Hello - we are experiencing intermittent errors on...
# ask-community
i
Hello - we are experiencing intermittent errors on flows that are submitting a large number of tasks to DaskTaskRunner. No individual tasks seem to fail, but the flow will periodically err out with the following message (full traceback in thread):
Copy code
Flow run encountered an exception. MissingResult: State data is missing. Typically, this occurs when result persistence is disabled and the state has been retrieved from the API.
We are on Prefect version 2.8.2 but this has been occurring for a few versions now. Other users seem to have experienced this behavior as well (see thread here). Is this being worked on and if so, where can we track it?
Copy code
Encountered exception during execution:
Traceback (most recent call last):
  File "/usr/local/lib/python3.10/site-packages/prefect/engine.py", line 651, in orchestrate_flow_run
    result = await run_sync(flow_call)
  File "/usr/local/lib/python3.10/site-packages/prefect/utilities/asyncutils.py", line 154, in run_sync_in_interruptible_worker_thread
    async with anyio.create_task_group() as tg:
  File "/usr/local/lib/python3.10/site-packages/anyio/_backends/_asyncio.py", line 662, in __aexit__
    raise exceptions[0]
  File "/usr/local/lib/python3.10/site-packages/anyio/to_thread.py", line 31, in run_sync
    return await get_asynclib().run_sync_in_worker_thread(
  File "/usr/local/lib/python3.10/site-packages/anyio/_backends/_asyncio.py", line 937, in run_sync_in_worker_thread
    return await future
  File "/usr/local/lib/python3.10/site-packages/anyio/_backends/_asyncio.py", line 867, in run
    result = context.run(func, *args)
  File "/usr/local/lib/python3.10/site-packages/prefect/utilities/asyncutils.py", line 135, in capture_worker_thread_and_result
    result = __fn(*args, **kwargs)
  File "/opt/prefect/flow.py", line 128, in entrypoint
    if future.result() is not None:
  File "/usr/local/lib/python3.10/site-packages/prefect/futures.py", line 226, in result
    return sync(
  File "/usr/local/lib/python3.10/site-packages/prefect/utilities/asyncutils.py", line 267, in sync
    return run_async_from_worker_thread(__async_fn, *args, **kwargs)
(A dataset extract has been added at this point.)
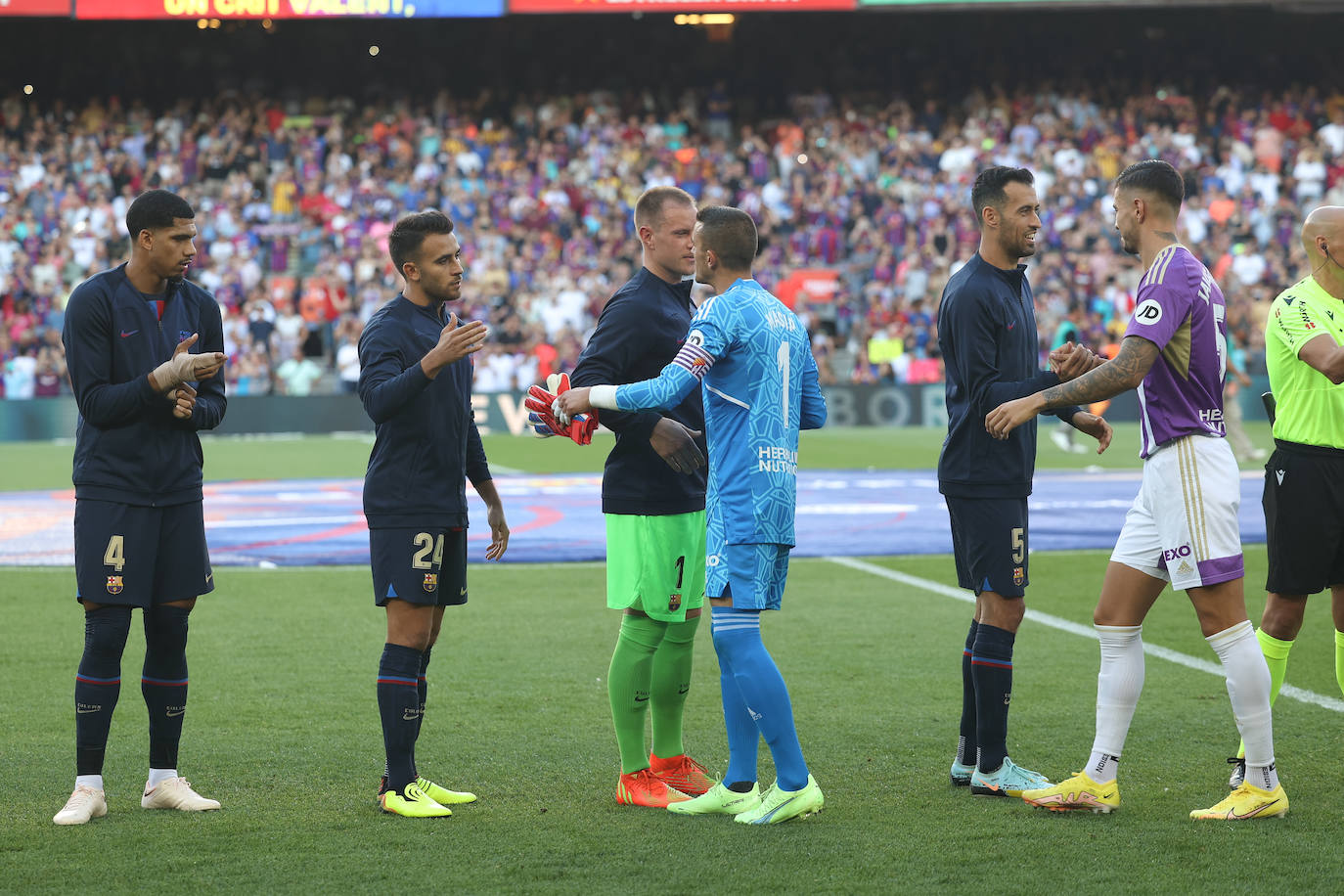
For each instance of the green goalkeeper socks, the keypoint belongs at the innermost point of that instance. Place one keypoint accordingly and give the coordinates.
(628, 687)
(1276, 657)
(671, 684)
(1339, 658)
  File "/usr/local/lib/python3.10/site-packages/prefect/utilities/asyncutils.py", line 177, in run_async_from_worker_thread
    return anyio.from_thread.run(call)
  File "/usr/local/lib/python3.10/site-packages/anyio/from_thread.py", line 49, in run
    return asynclib.run_async_from_thread(func, *args)
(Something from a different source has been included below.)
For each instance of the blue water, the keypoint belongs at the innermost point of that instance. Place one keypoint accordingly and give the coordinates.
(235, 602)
  File "/usr/local/lib/python3.10/site-packages/anyio/_backends/_asyncio.py", line 970, in run_async_from_thread
    return f.result()
  File "/usr/local/lib/python3.10/concurrent/futures/_base.py", line 458, in result
    return self.__get_result()
  File "/usr/local/lib/python3.10/concurrent/futures/_base.py", line 403, in __get_result
    raise self._exception
  File "/usr/local/lib/python3.10/site-packages/prefect/futures.py", line 237, in _result
    return await final_state.result(raise_on_failure=raise_on_failure, fetch=True)
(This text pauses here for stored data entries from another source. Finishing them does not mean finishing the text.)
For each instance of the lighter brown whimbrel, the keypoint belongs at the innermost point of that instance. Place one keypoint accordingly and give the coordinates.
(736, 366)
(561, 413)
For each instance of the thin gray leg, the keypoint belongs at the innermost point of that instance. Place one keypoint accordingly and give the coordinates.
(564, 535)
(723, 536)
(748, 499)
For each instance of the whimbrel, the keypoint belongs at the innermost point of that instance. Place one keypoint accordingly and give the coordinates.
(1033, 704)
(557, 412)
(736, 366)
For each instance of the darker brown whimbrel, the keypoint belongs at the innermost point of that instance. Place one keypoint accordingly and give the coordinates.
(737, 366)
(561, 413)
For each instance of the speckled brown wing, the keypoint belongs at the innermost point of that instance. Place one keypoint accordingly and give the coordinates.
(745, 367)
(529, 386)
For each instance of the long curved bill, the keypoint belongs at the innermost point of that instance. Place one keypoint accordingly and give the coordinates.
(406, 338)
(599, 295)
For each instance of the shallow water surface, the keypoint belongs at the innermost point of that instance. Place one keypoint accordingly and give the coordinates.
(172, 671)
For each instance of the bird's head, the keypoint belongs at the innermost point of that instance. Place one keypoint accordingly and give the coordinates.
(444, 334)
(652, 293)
  File "/usr/local/lib/python3.10/site-packages/prefect/states.py", line 101, in _get_state_result
    raise MissingResult(
prefect.exceptions.MissingResult: State data is missing. Typically, this occurs when result persistence is disabled and the state has been retrieved from the API.
z
Generally, this is because of an upstream problem
Do you have additional logs for the flow run?
i
Thank you Zaine. I looked over this Github issue and we are having similar behavior as BStefansen-lightbox describes here. The flow fails after a short amount of time - in the most recent instance <5 minutes. I’ve attached the logs from the pod around the time of the crash.
z
What is your kubernetes job timeout set to?
i
180 secs
z
If the timeout is 180s it’ll fail at 180s
So if it runs longer i.e. approaching 5 minutes it’ll be marked as failed by the agent then exit when the next task runs
i
Sorry I’m a little confused - what would need to run longer than >180 seconds for this to crash? This flow typically runs >2 hours and does not have this issue, this does seem to be intermittent.
Happy to set our job watch timeout to None but I’m not sure how this would address the issue.
z
If your job watch timeout is less than the runtime of the flow, the flow should fail
If the issue is intermittent, it is likely because we were not enforcing job watch timeouts correctly until 2.8.3
It’s not clear to me if your issue is something else yet, the logs did not seem to include the full run
i
I’ll try to set our timeout to None then, thank you. I was under the impression
job_watch_timeout_seconds
listens for events and will timeout if no events are received in the span passed here; has this changed? I can definitely provide a longer log if that would be helpful here but they might contain some semi-sensitive output; is there somewhere I can forward them privately/through DM?